Hi, it's already 10 days no-one discusses anymore.
Can we allow adding new languages now?
Blue Prawn (talk) 18:04, 20 December 2020 (UTC)
- That is more a reason to remove the "dumped" task altogrther as the original author doesn't seem to want to address these comments. --Paddy3118 (talk) 00:59, 21 December 2020 (UTC)
- Hi Paddy, Sorry English is not my born language, so I'm not sure what you mean by [the "dumped" task].
- Do you mean that this task is too simple because it's only about the act of dumping selected content from the input?
- (I checked https://en.wiktionary.org/wiki/dump and try to see which definition would match the best, hopping that it's not definition 1, 7 or 8 which are quite pejorative.)

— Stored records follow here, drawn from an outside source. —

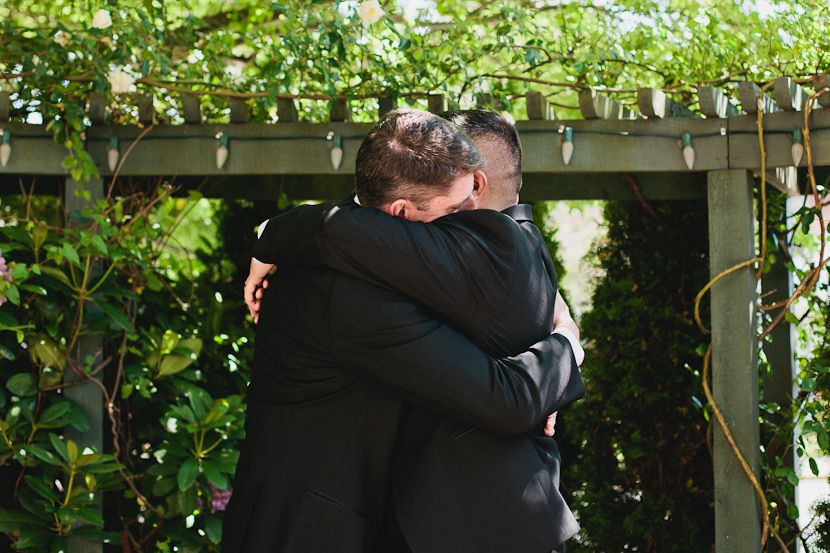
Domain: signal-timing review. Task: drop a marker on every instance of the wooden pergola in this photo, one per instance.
(614, 147)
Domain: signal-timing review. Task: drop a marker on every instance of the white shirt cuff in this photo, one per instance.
(579, 353)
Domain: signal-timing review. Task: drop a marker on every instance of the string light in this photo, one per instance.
(688, 149)
(336, 152)
(221, 150)
(112, 153)
(5, 147)
(567, 144)
(797, 149)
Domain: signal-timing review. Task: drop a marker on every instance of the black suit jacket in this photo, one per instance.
(456, 488)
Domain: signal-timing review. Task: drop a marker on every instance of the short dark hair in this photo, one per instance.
(484, 125)
(412, 154)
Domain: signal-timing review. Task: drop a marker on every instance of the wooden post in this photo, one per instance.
(734, 360)
(87, 395)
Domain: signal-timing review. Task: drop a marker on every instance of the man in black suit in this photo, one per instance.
(339, 430)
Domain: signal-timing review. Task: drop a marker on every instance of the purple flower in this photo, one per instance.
(219, 499)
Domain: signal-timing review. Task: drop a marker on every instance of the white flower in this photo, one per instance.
(102, 19)
(370, 12)
(121, 80)
(63, 38)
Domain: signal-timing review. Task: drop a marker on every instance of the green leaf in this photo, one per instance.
(90, 515)
(55, 413)
(57, 274)
(70, 253)
(118, 318)
(13, 295)
(78, 419)
(12, 521)
(44, 455)
(164, 486)
(213, 528)
(88, 459)
(22, 384)
(99, 245)
(174, 363)
(34, 538)
(188, 473)
(42, 488)
(214, 475)
(59, 446)
(71, 452)
(48, 353)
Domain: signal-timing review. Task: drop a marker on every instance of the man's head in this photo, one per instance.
(416, 165)
(498, 141)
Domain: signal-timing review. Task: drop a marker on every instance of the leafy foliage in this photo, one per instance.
(644, 455)
(113, 271)
(173, 349)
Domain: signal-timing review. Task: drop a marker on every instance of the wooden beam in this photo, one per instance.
(823, 82)
(778, 129)
(600, 146)
(613, 146)
(734, 360)
(612, 186)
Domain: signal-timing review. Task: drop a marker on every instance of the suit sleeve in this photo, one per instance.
(448, 265)
(433, 365)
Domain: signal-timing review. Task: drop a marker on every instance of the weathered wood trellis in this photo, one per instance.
(613, 147)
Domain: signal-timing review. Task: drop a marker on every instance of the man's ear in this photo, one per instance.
(399, 208)
(479, 185)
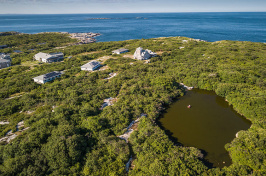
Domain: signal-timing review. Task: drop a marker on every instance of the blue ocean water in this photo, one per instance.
(242, 26)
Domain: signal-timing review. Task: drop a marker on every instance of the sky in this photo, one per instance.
(128, 6)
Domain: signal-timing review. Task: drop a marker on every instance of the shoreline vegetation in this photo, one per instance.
(68, 134)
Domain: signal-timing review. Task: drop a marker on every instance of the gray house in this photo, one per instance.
(3, 46)
(91, 66)
(5, 60)
(141, 54)
(47, 77)
(120, 51)
(48, 58)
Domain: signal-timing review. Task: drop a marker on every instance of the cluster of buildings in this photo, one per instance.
(48, 77)
(84, 38)
(140, 54)
(48, 58)
(5, 60)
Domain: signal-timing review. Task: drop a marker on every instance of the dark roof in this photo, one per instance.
(48, 75)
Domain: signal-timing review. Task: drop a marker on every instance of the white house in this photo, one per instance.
(141, 54)
(91, 66)
(48, 58)
(47, 77)
(120, 51)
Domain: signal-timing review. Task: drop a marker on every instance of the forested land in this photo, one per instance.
(70, 135)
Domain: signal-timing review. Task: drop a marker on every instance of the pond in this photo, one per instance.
(209, 124)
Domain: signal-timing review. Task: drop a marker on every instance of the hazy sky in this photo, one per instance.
(128, 6)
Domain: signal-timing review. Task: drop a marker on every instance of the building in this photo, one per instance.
(48, 58)
(120, 51)
(5, 60)
(91, 66)
(48, 77)
(3, 46)
(141, 54)
(108, 102)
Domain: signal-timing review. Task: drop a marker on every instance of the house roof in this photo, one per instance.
(48, 75)
(4, 56)
(4, 60)
(91, 64)
(120, 50)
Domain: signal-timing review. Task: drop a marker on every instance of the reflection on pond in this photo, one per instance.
(209, 124)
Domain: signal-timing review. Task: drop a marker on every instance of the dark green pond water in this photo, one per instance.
(209, 124)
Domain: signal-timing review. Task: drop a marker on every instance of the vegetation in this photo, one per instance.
(70, 135)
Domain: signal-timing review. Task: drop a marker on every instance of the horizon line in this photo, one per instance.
(131, 13)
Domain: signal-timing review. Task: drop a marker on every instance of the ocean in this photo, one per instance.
(240, 26)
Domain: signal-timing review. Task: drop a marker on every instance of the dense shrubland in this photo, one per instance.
(80, 139)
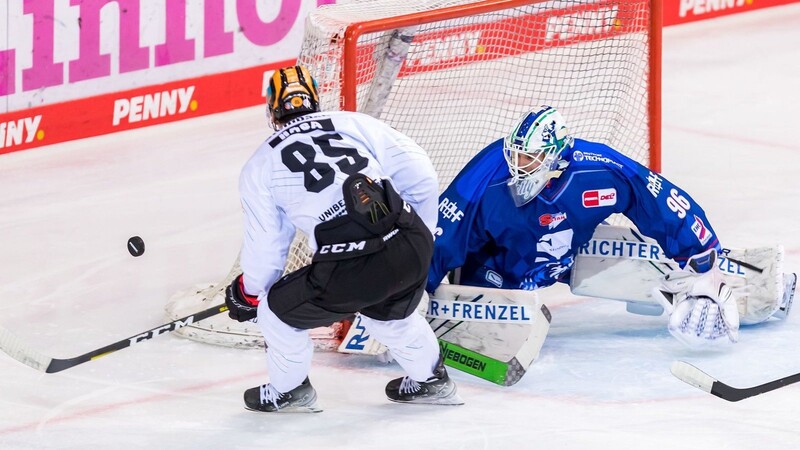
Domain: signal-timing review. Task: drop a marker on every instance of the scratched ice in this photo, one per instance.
(68, 285)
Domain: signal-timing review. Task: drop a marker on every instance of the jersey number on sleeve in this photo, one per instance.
(299, 157)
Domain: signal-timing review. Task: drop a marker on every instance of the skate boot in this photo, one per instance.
(266, 398)
(789, 285)
(436, 390)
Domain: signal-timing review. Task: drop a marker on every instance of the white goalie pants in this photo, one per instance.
(411, 343)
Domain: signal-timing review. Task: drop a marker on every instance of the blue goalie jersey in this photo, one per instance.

- I do want to address the comments, but I already answered it all, and the discussion stopped after that. In French we say "qui ne dit mot consent" (silence is consent) so I thought that they now agree. Isn't it the case?
- Blue Prawn (talk)
Download 800MB to spell check a document??!!
Maybe you can key Ctrl-C, maybe you only got half the language, and what if it's right at the end of the file? --Pete Lomax (talk) 00:35, 16 February 2021 (UTC)
- Managed to get 5 words out of the first 240K, and then terminate download/unpack cleanly without having to key Ctrl-C. --Pete Lomax (talk) 23:52, 13 April 2021 (UTC)